Непрошенная мысль пронеслась по кромке сознания. Шепсет помнила Нахта – простого, но такого сильного, не боящегося бросить вызов, когда считал свой шаг правильным. Неужели царевич Рамсес, теперь уже молодой Владыка, настолько слаб?.. Нет, быть такого не могло. Просто сила и стойкость проявляются по-разному. У одних она похожа на каменный столп: сколько ни бей, сколько ни пытайся уронить, устоит, если только не найдёшь слабое место внутри, чтобы камень пошёл трещинами и рассыпался. У других она как тростник, гнущийся под могучими ветрами, но никогда не ломающийся. Нахт был каменным столпом, Рамсес – гибким тростником. Воин и политик. Их нельзя было сравнивать.
– Меня снова пытаются оттолкнуть в тень, Шепсет. Даже сейчас, когда выше меня только Боги. Но я не допущу этого! Просто борьбу мне пока приходится вести тайно, копить силы для удара, которого никто не ждёт. Но я уже знаю, чем их удивить, – его усмешка стала недоброй. Шепсет хотела спросить, что Рамсес имел в виду, но он продолжал: – Вот почему так важно, что ты здесь. Я сумею защитить тебя, а ты поможешь мне вычистить окружение от врагов – тайных и явных. Только так мы восстановим Закон Маат в Обеих Землях.

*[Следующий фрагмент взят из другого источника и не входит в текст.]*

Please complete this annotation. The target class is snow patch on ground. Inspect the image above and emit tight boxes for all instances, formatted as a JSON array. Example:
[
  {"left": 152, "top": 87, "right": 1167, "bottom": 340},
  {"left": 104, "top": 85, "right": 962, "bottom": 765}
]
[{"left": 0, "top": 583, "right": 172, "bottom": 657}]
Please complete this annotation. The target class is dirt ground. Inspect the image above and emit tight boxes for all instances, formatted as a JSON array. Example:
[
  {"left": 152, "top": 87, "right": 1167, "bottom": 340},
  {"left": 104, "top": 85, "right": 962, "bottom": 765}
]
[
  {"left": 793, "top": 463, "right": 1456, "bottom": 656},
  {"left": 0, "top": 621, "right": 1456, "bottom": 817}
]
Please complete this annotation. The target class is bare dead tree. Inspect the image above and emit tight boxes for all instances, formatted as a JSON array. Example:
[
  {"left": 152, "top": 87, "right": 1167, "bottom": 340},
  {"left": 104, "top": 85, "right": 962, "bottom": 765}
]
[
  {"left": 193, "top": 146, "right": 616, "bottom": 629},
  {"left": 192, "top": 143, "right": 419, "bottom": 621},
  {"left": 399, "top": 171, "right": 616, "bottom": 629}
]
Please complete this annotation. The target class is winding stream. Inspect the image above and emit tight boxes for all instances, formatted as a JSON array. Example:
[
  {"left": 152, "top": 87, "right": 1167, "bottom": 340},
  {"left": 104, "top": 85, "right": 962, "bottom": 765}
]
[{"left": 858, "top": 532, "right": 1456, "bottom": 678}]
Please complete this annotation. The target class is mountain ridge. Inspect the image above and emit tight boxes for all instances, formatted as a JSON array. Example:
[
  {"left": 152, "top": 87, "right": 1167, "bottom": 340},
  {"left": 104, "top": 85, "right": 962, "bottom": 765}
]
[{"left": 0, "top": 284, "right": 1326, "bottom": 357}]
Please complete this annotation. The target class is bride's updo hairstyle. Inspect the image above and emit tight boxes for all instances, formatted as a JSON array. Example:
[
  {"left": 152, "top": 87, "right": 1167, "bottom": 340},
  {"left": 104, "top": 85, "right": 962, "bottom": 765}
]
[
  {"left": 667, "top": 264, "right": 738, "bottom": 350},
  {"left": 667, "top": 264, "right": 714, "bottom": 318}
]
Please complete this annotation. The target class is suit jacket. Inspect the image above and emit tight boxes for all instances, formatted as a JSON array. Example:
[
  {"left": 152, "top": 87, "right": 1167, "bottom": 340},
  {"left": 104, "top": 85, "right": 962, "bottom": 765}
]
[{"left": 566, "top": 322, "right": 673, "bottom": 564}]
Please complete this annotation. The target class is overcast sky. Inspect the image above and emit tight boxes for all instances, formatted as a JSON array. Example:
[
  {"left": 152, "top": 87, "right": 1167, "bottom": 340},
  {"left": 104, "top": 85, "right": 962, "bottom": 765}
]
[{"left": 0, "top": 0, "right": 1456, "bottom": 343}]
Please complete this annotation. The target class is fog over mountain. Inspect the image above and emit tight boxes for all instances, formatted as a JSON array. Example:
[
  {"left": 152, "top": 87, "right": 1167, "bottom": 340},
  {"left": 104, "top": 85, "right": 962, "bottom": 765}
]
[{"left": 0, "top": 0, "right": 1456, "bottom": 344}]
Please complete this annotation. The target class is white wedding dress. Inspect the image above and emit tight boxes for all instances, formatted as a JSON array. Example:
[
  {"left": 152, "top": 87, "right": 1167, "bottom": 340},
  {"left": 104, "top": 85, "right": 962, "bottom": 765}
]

Жрица склонила голову. Пришло время поговорить о врагах. Но сейчас она смотрела на молодого Рамсеса и не представляла, как тот сумеет справиться со всем. В нём горел этот упрямый огонь, но не было той мистической Силы его отца, вдохновлявшей других. Той самой Силы, когда солнце будто сияло ярче в его присутствии, и сам ты словно становился чем-то бо́льшим.
И если даже Владыка Усермаатра не сумел бросить вызов жрецам Амона, то как мог выстоять против них молодой Рамсес? Отчётливо она вспомнила одно из предупреждений жрецов Нубта.
«– Равного последнему защитнику в его роду нет.
– Потому подняли головы служители Сокрытого Бога. Сумеют ли стать новыми властителями Кемет?
– Таковыми мнят себя, да. Ибо и Амон провозглашён царём всех Богов, владыкой престолов, господином вечности, дарующим дыхание и процветание. Коли власть защитников ослабнет, займут их место…»
Вздохнув, Шепсет взяла себя в руки. Как же тяжело было облечь это в слова, сколько бы раз она ни представляла себе этот разговор. Как сложно было представить всё лишь историей о преступлениях, когда это было её личной трагедией. Но жрица должна была донести всё до Рамсеса. И рассказала ему, постаравшись не поддаваться чувствам, о падении храма Хэр-Ди и о том, что узнала – не упоминая имени Мутнофрет: как кто-то из высших жрецов Амона участвовал в заговоре против Владыки, ослабляя магические защиты Храма Миллионов Лет. И о том, как уничтожались неугодные культы, теперь уже в открытую, без страха перед карой Пер-Аа.